Hugo Ball (1886-1927) is best known as a co-founder of Dadaism, which he influenced with his sound poems. In 1906 he had begun studying German, history and philosophy in Munich, which he abandoned in 1910 and began training as an assistant for direction, dramaturgy and administration at Max Reinhardt's drama school in Berlin. In 1911 he published his first book, the tragicomedy Die Nase des Michelangelo (The Nose of Michelangelo), and began working as a director and dramaturge at the Plauen Municipal Theater. In 1912 he moved to the Munich Kammerspiele, published his first Expressionist poems in the newspapers Aktion, Revolution and Die Neue Kunst, and collaborated on an almanac intended as a supplement to the Blaue Reiter. However, this project could not be completed after the war broke out. After moving to Berlin, he came into contact with the expressionist avant-garde and became increasingly involved with the revolutionary movement and anarchism. In 1915, he emigrated to Switzerland with his future wife and from then on lived in Zurich. There he founded the café, cabaret and artists' meeting place Carbaret Voltaire, in whose program booklet the word Dada was documented for the first time. Important artists of Dadaism soon frequented the place, such as Hans Arp, Richard Huelsenbeck, Marcel Janco and Tristan Tzara. In June 1916, Ball recited his sound poems (including Gadji beri bimba) for the first time at the Cabaret Voltaire.

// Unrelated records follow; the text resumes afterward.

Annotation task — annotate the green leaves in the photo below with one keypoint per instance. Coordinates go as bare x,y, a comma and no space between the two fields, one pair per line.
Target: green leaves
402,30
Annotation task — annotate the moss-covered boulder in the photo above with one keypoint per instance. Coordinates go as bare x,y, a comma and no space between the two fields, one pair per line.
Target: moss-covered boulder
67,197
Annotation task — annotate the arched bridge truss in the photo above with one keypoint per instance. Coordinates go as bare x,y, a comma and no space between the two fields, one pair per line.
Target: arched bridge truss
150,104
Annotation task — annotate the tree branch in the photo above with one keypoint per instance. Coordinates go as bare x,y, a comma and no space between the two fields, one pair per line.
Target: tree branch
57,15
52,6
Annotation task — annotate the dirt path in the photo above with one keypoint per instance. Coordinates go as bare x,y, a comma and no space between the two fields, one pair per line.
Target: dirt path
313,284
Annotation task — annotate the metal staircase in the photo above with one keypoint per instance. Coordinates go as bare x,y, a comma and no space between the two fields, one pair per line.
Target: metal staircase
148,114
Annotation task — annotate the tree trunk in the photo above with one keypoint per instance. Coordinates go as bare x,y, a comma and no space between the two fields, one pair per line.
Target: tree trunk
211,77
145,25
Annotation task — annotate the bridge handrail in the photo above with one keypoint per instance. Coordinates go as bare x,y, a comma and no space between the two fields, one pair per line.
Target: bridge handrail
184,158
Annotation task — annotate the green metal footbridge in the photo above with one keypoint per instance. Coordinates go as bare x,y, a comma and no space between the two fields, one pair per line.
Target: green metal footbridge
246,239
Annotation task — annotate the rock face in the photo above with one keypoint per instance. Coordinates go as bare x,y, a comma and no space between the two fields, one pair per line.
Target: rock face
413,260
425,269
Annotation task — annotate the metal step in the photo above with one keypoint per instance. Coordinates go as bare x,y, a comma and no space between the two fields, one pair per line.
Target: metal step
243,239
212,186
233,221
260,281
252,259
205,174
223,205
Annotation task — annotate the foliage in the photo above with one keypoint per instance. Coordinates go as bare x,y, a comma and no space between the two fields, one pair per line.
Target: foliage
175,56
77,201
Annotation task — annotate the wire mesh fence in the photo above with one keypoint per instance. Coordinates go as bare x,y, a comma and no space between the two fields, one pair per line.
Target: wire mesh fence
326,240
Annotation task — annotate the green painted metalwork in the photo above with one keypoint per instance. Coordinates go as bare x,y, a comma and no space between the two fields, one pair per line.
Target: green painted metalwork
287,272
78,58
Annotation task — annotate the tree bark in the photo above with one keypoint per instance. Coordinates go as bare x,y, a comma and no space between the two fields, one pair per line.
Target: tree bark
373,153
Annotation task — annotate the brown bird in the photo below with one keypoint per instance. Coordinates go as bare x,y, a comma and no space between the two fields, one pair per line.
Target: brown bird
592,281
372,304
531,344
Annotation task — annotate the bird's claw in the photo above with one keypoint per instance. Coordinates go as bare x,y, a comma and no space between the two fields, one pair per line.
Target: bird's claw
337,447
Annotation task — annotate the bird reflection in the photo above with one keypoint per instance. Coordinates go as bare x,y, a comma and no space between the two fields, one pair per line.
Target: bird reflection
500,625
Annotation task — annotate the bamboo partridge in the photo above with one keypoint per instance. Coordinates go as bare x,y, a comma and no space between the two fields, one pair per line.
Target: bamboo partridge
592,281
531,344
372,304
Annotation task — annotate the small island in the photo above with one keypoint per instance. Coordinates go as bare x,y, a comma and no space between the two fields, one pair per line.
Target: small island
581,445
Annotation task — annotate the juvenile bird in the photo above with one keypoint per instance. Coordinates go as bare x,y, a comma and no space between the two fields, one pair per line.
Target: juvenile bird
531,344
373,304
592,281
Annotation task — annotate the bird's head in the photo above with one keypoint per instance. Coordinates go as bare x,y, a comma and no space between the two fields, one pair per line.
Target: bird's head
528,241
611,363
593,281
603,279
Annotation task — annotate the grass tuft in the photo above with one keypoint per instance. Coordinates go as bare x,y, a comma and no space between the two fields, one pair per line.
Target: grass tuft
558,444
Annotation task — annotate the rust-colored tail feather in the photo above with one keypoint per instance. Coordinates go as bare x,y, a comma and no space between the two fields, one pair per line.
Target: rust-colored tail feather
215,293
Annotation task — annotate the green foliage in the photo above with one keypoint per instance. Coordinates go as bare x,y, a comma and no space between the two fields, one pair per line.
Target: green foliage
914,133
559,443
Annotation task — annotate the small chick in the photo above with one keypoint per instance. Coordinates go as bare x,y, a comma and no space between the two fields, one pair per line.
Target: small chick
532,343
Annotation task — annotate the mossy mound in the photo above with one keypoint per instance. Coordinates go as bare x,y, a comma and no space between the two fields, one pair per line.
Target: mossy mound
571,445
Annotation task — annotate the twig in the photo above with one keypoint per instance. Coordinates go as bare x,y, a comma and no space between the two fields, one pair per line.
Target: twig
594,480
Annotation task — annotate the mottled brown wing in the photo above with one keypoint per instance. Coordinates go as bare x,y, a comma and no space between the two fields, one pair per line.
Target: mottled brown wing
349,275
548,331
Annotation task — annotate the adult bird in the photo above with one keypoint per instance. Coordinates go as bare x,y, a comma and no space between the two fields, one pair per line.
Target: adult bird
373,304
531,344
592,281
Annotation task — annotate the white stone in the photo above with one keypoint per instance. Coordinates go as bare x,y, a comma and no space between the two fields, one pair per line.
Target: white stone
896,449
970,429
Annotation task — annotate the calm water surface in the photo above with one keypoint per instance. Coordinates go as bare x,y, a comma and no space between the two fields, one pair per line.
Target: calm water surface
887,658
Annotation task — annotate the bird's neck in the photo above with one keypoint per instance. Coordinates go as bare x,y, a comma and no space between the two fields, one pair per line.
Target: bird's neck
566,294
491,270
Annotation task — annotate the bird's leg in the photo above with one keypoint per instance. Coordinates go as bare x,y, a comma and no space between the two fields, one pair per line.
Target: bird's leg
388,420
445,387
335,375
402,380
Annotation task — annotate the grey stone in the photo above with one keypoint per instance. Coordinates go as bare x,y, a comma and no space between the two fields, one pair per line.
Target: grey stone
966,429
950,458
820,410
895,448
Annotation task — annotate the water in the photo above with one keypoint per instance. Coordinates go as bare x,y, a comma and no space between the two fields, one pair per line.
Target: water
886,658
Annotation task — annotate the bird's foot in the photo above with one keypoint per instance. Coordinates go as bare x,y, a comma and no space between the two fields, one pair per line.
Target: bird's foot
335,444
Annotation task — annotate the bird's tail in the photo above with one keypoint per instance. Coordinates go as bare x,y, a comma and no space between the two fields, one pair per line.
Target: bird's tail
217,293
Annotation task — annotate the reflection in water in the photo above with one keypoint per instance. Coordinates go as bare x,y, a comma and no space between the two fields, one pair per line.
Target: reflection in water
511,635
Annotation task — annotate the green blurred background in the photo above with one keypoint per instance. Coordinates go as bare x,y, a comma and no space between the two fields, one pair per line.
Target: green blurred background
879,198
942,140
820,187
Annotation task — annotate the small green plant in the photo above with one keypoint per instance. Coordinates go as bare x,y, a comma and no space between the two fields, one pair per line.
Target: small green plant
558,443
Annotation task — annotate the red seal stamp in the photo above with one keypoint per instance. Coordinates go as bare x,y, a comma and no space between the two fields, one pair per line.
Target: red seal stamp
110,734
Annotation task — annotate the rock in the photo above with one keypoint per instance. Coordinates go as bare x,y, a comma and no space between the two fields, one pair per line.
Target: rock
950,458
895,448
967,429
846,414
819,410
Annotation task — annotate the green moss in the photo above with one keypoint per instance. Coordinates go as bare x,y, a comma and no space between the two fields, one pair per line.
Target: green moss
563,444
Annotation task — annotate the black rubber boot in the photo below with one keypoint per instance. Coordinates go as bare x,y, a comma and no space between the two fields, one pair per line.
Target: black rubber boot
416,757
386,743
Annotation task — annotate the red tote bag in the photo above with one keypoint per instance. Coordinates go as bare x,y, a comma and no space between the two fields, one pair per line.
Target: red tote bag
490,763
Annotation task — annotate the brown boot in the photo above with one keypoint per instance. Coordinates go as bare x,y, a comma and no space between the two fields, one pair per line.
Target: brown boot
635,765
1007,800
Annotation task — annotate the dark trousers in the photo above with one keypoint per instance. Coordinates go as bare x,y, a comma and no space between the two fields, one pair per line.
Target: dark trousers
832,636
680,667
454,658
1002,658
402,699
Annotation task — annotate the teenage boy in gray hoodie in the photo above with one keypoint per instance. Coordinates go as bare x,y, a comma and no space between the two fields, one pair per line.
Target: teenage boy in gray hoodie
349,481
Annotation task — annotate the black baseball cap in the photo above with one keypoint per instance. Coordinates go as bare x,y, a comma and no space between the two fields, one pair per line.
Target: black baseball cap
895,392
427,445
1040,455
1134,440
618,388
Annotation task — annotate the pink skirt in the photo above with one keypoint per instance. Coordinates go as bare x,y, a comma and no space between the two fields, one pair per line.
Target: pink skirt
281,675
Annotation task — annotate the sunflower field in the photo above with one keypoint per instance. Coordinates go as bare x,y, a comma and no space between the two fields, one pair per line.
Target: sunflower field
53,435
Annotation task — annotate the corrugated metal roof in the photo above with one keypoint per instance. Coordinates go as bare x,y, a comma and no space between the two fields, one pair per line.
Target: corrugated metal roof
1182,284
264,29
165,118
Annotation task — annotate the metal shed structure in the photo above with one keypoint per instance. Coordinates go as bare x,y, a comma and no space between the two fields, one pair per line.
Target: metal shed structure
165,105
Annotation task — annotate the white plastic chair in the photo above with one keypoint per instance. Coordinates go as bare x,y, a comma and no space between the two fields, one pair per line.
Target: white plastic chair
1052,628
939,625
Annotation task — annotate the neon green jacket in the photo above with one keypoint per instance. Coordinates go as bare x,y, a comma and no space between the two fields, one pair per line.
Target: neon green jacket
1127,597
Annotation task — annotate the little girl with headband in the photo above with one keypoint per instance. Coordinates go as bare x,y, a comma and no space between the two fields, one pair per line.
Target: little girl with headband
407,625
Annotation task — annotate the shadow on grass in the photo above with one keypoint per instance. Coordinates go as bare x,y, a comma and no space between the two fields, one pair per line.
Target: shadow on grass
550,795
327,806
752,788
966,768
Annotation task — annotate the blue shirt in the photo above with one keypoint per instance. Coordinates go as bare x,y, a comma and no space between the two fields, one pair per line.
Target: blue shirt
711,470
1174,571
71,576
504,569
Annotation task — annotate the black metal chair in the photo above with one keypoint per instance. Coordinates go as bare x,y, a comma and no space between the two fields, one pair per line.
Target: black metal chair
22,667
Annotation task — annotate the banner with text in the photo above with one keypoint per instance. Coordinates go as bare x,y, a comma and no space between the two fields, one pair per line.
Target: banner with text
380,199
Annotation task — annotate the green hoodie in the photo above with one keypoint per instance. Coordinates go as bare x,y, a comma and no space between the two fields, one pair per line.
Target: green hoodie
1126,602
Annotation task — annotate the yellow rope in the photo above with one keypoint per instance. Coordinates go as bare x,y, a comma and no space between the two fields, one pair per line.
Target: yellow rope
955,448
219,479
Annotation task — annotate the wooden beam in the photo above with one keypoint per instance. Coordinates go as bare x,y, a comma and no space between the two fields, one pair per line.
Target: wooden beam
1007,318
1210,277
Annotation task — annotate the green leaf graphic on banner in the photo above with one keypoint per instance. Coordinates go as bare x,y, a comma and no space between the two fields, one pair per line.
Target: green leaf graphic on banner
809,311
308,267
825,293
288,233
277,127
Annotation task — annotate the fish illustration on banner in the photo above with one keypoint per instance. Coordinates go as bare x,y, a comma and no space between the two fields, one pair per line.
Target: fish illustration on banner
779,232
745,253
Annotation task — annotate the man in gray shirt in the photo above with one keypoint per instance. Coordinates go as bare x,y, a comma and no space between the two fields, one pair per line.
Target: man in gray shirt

The Cabaret Voltaire is thus considered the "cradle of Dadaism." After retiring to Ticino for some time and returning to Zurich, he founded the Galerie Dada in Zurich with Tristan Tzara in 1917. However, this was dissolved after some difficulties and tensions between the two founders.
He then withdrew completely from the circle of the Dadaists and from 1917-1920 became a staff member of the "Freie Zeitung", where he published political daily commentaries and critical contributions.